David’s last tour (in support of his album Reality) saw him bringing along old Station to Station-era favourite Earl Slick on axe duty alongside Gerry Leonard, these days otherwise known as Spooky Ghost. Slick’s confident Les Paul and Strat slinging meshed well with Leonard’s imaginative FX heavy PRS and SG playing. Leonard provided lots of real time textures and interesting loops with devices like Kaoss pads, Line 6 DL4’s and humble Boss compact models. Between the two of them, the sonic palette was as large and detailed as the setlist: Bowie fans didn’t know it at the time but the 2004 tour was the last time the great man ever performed extensively and he treated his fans to a career-spanning greatest hits retrospective from a portfolio of music that has never been equalled, far less bettered.

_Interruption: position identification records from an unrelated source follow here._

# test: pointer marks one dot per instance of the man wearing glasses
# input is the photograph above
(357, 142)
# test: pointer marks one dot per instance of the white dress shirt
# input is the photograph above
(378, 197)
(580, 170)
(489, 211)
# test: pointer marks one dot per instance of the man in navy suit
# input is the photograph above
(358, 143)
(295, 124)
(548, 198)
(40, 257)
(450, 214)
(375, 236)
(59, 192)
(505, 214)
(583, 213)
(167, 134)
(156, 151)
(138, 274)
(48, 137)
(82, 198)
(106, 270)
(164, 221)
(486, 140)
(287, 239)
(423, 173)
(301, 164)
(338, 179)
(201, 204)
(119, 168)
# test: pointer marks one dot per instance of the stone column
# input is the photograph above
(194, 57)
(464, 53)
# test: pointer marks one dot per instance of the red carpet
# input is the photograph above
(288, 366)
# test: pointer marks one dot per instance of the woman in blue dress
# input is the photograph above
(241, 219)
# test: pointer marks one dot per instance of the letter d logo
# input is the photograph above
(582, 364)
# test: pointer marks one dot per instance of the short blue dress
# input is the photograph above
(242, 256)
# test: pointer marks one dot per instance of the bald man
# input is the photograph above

But what is that guitar he’s playing on the cover of the live album and DVD? That cool retro, space-age white guitar? It’s an old late fifties Supro Dual Tone, bought by Bowie off eBay simply for how it looked. After being given the once-over by his tech, this fast became David’s favourite guitar. Says Gerry Leonard: “It was the only one he wanted to play even though we had many other great instruments from famous makers available to him.” It has now been two years since his death and Supro have finally, with the authorisation of Bowie’s estate, produced a Limited Edition Dual Tone David Bowie guitar! It’s an incredible looking instrument, upgraded in the places where modernity has improved things (like the bridge for example) but otherwise recreating the guitar faithfully, including coloured ‘rainbow’ inlays next to the last five frets (Bowie’s guitar had these INSTEAD of the frets!). A mirrored ‘Bowie’ lightning logo adorns the headstock and is also flashed across the exterior of the hard case. This fitting tribute to the Alien is appropriate, timely and, like the man himself, an iconoclastic and mysterious object with lots of appeal!

We sadly don’t have space to give tribute to all of our favourite Bowie players: there are too many! We have to miss out the genius playing of Adrian Belew, the sonic invention of Reeves Gabrels, the incredibly expressive and liberated piano playing of Mike Garson and the fantastic bass playing of Gail Ann Dorsey but their contributions are as special and as important to David’s canon of music as any other player. He was certainly a genius but part of that genius was knowing exactly who to get to sprinkle some considerable magic on his songs.

He has been gone for two years now but his enormous legacy of music - amongst the greatest music ever recorded - is a gift to us all forever. Thank you, Starman.